Unsupervised Classification with Satellite Embedding Dataset

Author: Zhanchao Yang
Weitzman School of Design, University of Pennsylvania

1 Acknowledgements

This tutorial is adapted from the official Google Earth Engine embedding tutorial: https://developers.google.com/earth-engine/tutorials/community/satellite-embedding-02-unsupervised-classification

2 Overview

In this tutorial, we will take an unsupervised classification approach to ise the Satellite Embedding Dataset to classify land cover types in a study area. We will use the K-Means clustering algorithm to group similar land cover types based on their spectral characteristics.

2.1 A glance of the Google Satellite Embedding Dataset

We used the leafmap package to quickly visualize random bands from the Satellite Embedding Dataset across Pennsylvania on an interactive map. See the note book on the GitHub repo for details thanks to amazing tutorial by Dr. Qiusheng Wu.

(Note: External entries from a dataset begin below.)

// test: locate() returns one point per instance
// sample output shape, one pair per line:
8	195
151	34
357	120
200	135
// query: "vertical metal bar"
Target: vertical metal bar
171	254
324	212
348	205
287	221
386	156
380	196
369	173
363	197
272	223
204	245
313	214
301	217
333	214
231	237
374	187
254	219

Combination one(random 3 draw from 64 bands)

Combination two(random 3 draw from 64 bands)

3 Load Libraries and Google Earth Engine Authentication

Show Code

import ee
import geemap

Show Code

ee.Authenticate()
ee.Initialize(project="ee-zhanchaoyang")

4 Defined study area

Lancaster County in Pennsylvania is one of the most productive agricultural counties in the United States. It is known for its fertile soil and favorable climate, which support a wide variety of crops. The county is particularly famous for its corn and soybean production, which are the two main crops grown in the area. In addition to these staple crops, Lancaster County also produces wheat, barley, oats, and various fruits and vegetables. The county’s agricultural landscape is characterized by a mix of small family farms and larger commercial operations, contributing to its reputation as a leading agricultural region.

Show Code

counties = ee.FeatureCollection("TIGER/2018/Counties")

Show Code

lancaster = counties.filter(ee.Filter.eq("GEOID", "42071")).geometry()

Show Code

m = geemap.Map(center=[40.04, -76.30], zoom=9)
m.addLayer(lancaster, {}, "Lancaster County")
m

5 Loading satellite embedding and training dataset

Show Code

embedding = ee.ImageCollection("GOOGLE/SATELLITE_EMBEDDING/V1/ANNUAL")

Show Code

year = 2022
startdate = ee.Date.fromYMD(year, 1, 1)
enddate = ee.Date.fromYMD(year + 1, 1, 1)

Show Code

study_embeddings = embedding.filter(ee.Filter.date(startdate, enddate)).filter(
    ee.Filter.bounds(lancaster)
);

Show Code

embeddingsImage = study_embeddings.mosaic()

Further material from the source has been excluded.